When calling a function, the stack pointer (%rsp
) must contain an address
which is a multiple of 16. However, because the callq
instruction
pushes an 8 byte return address on the stack, on entry to a function,
the stack pointer will be “off” by 8 bytes. You can subtract 8 from
%rsp
when a function begins and add 8 bytes to %rsp
before returning
to compensate. (See the example addLongs
function.) Pushing an
odd number of callee-saved registers also works, and has the benefit
that you can then use the callee-saved registers freely in your function.
If you want to define read-only string constants, the .rodata
section
is the right place for them. For example:
.section .rodata
sSpaceChars: .string " \t\r\n\f\v"
The .equ
assembler directive is useful for defining constant values,
for example:
.equ MAX_WORDLEN, 63
You might find the following source code comment useful for reminding yourself about calling conventions:
/*
* Notes:
* Callee-saved registers: rbx, rbp, r12-r15
* Subroutine arguments: rdi, rsi, rdx, rcx, r8, r9
*/
The GNU assembler allows you to define “local” labels, which start
with the prefix .L
. You should use these for control flow targets
within a function. For example:
cmpq $0, %rax /* see if read failed */
jl .LreadError /* handle read failure */
...
.LreadError:
/* error handling goes here */
Hint about determining which characters are alphabetic: character codes that are either between 65 and 90 inclusive, or 97 to 122 inclusive, are alphabetic.

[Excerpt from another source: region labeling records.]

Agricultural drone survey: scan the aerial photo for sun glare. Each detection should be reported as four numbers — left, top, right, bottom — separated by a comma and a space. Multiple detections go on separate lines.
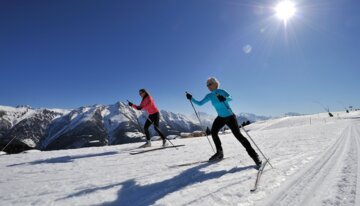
275, 0, 296, 22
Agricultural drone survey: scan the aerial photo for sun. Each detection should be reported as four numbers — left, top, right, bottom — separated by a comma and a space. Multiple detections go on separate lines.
275, 0, 296, 22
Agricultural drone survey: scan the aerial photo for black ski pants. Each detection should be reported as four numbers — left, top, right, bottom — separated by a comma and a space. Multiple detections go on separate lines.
144, 112, 165, 140
211, 115, 259, 163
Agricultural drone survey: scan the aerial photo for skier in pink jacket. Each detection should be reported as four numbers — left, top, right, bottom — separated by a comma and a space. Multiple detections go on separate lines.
129, 89, 167, 147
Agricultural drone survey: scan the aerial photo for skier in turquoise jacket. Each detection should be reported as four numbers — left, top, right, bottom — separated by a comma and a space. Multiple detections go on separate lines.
186, 77, 261, 167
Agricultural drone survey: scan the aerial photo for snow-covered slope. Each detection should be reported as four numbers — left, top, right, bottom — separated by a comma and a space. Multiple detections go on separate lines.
0, 106, 68, 151
0, 112, 360, 206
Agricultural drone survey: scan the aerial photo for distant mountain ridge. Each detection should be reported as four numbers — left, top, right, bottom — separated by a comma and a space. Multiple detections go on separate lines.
0, 102, 267, 153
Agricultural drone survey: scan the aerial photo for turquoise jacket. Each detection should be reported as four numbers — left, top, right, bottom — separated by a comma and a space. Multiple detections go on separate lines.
191, 89, 233, 117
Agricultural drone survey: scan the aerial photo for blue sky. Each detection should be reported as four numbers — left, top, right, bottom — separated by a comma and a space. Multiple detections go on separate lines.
0, 0, 360, 116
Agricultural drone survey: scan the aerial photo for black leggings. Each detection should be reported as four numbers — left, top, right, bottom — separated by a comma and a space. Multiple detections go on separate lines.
144, 112, 165, 140
211, 115, 259, 162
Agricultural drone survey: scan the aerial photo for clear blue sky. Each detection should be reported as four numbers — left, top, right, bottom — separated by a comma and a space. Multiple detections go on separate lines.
0, 0, 360, 116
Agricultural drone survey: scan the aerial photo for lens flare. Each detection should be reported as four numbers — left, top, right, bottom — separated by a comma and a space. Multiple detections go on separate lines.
275, 0, 296, 22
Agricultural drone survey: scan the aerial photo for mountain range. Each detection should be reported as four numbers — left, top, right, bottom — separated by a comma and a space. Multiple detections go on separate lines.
0, 102, 269, 153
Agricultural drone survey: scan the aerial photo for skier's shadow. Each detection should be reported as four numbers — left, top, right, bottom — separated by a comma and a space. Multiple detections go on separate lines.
8, 152, 118, 167
102, 163, 254, 206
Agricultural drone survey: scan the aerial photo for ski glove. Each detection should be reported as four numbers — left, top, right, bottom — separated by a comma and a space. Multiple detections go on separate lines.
186, 93, 192, 100
217, 94, 226, 102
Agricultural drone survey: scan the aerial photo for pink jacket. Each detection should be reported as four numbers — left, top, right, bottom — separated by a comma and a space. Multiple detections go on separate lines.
132, 95, 159, 115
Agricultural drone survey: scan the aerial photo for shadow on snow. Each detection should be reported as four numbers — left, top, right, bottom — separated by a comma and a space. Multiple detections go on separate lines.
58, 163, 254, 206
8, 152, 118, 167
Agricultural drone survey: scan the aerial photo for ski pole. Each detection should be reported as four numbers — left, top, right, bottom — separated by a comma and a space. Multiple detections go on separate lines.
185, 92, 215, 153
127, 100, 178, 150
216, 94, 274, 168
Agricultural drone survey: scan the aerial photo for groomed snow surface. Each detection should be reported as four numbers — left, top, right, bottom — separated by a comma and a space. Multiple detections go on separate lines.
0, 112, 360, 206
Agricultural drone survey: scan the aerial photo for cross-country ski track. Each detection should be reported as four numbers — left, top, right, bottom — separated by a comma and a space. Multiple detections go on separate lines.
0, 112, 360, 206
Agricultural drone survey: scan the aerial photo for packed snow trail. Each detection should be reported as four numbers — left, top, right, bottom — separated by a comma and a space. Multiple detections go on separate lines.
262, 121, 360, 206
0, 112, 360, 206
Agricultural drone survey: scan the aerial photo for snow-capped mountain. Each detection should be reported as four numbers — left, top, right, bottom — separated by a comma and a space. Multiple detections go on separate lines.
236, 113, 272, 124
0, 102, 201, 150
0, 102, 269, 151
0, 106, 67, 152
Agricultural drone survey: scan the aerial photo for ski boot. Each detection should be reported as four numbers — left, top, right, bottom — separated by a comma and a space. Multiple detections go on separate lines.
140, 140, 151, 148
209, 151, 224, 161
163, 139, 169, 147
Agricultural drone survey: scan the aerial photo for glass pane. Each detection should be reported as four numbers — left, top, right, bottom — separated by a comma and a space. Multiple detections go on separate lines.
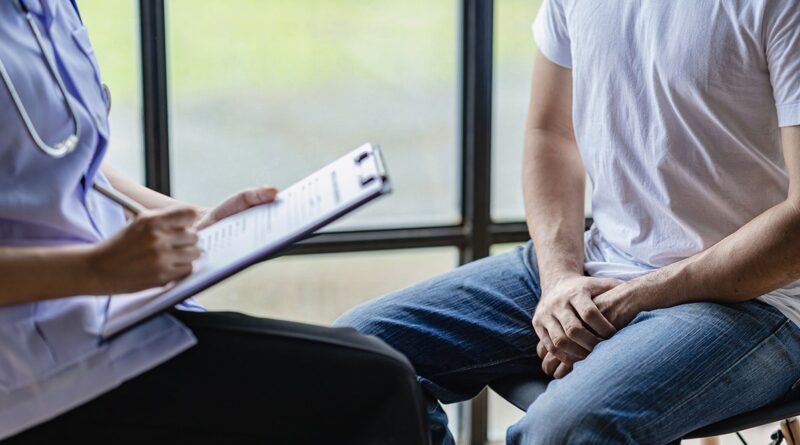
199, 248, 458, 325
80, 0, 144, 182
488, 244, 525, 443
168, 0, 458, 228
492, 0, 591, 221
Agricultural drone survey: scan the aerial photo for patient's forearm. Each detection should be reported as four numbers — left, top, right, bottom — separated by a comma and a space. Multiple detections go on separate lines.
0, 245, 96, 305
523, 130, 586, 289
621, 201, 800, 310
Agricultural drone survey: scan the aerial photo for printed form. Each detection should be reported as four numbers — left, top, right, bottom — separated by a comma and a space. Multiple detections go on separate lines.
100, 144, 389, 338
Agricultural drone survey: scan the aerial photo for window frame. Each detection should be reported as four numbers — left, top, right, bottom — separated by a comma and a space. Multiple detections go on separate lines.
139, 0, 529, 445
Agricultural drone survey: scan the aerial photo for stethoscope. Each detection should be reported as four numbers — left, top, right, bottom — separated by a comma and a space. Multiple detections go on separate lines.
0, 0, 144, 214
0, 0, 81, 158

Example assembly language function
Here is an assembly language function called strLen
which returns the number
of characters in a NUL-terminated character string:
/*
* Determine the length of specified character string.
*
* Parameters:
* s - pointer to a NUL-terminated character string
*
* Returns:
* number of characters in the string
*/
.globl strLen
strLen:
subq $8, %rsp /* adjust stack pointer */
movq $0, %r10 /* initial count is 0 */
.LstrLenLoop:
cmpb $0, (%rdi) /* found NUL terminator? */
jz .LstrLenDone /* if so, done */
inc %r10 /* increment count */
inc %rdi /* advance to next character */
jmp .LstrLenLoop /* continue loop */
.LstrLenDone:
movq %r10, %rax /* return count */
addq $8, %rsp /* restore stack pointer */
ret
In C, the declaration of this function could look like this:
long strLen(const char *s);
Unit testing this function might involve the following assertions:
ASSERT(13L == strLen("Hello, world!"));
ASSERT(0L == strLen(""));
ASSERT(8L == strLen("00000010"));
Submitting
Before you submit, prepare a README.txt
file so that it contains your
names, and briefly summarizes each of your contributions to the submission
(i.e., who worked on what functionality.) This may be very brief if you
did not work with a partner.
To submit your work:
Run the following commands to create a solution.zip
file:
rm -f solution.zip
zip -9r solution.zip Makefile *.h *.c *.S README.txt
Please do not submit input files (especially if they are large!)
Upload solution.zip
to Gradescope
as Assignment 2 MS1 or Assignment 2 MS2, depending on which
milestone you are submitting.
Please check the files you uploaded to make sure they are the ones you intended to submit.
Autograder
When you upload your submission to Gradescope, it will be tested by the autograder, which executes unit tests for each required function. Please note the following:
- If your code does not compile successfully, all of the tests will fail
- The autograder runs
valgrind
on your code, but it typically does not report any information about the result of runningvalgrind
: points will be deducted if your code has memory errors or memory leaks!